Say you have an array for which the ith element is the price of a given stock on day i.
Design an algorithm to find the maximum profit. You may complete at most two transactions.
Note:
You may not engage in multiple transactions at the same time (ie, you must sell the stock before you buy again).
Analysis:
You may not engage in multiple transactions at the same time (ie, you must sell the stock before you buy again).
Just needs to calculate a vector, whose value at index i means the maximum profit from buying and selling once until the index. Also, it can hold the maximum profit from buying and selling from i+1 to end.

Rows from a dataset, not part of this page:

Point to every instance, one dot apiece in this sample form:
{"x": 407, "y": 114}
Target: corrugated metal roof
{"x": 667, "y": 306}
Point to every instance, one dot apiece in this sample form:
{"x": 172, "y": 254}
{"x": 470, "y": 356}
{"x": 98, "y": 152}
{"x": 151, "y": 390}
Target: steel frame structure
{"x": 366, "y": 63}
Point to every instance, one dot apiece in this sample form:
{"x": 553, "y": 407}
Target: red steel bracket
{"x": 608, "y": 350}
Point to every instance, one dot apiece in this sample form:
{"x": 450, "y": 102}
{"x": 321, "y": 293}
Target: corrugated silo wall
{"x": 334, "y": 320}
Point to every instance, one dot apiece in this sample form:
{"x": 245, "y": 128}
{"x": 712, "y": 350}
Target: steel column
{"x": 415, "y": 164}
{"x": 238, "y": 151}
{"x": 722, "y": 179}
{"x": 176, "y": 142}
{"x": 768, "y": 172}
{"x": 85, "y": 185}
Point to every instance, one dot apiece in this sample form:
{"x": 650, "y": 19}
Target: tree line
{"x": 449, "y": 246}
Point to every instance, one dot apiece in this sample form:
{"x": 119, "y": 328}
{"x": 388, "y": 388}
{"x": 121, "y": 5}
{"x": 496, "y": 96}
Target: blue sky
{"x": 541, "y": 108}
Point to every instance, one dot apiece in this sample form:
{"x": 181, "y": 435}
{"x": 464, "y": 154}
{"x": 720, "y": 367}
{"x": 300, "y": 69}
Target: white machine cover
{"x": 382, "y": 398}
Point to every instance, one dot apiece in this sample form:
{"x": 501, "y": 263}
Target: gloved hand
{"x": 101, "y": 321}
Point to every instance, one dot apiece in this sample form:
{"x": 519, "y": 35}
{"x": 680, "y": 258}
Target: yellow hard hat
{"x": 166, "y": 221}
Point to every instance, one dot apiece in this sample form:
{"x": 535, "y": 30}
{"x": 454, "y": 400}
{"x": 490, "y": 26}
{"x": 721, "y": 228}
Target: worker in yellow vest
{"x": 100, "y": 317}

Loop the array twice will get the vector.
You might be asked why can't you loop from the beginning firstly and from the end secondly in the following code.
class Solution {
public:
int maxProfit(vector<int>& prices) {
int len = prices.size();
if(1 >= len) return 0;
vector<int> profit(len, 0);
int sell = prices[len-1];
for(int i=len-2;i>=0;i--)
{
int diff = sell - prices[i];
profit[i] = max(profit[i+1], diff);
if(diff<0) sell = prices[i];
}
int buy = prices[0];
for(int i=1;i<len;i++)
{
int diff = prices[i] - buy;
profit[i] = max(profit[i-1], profit[i] + diff);
if(diff < 0) buy = prices[i];
}
return profit[len-1];
}
};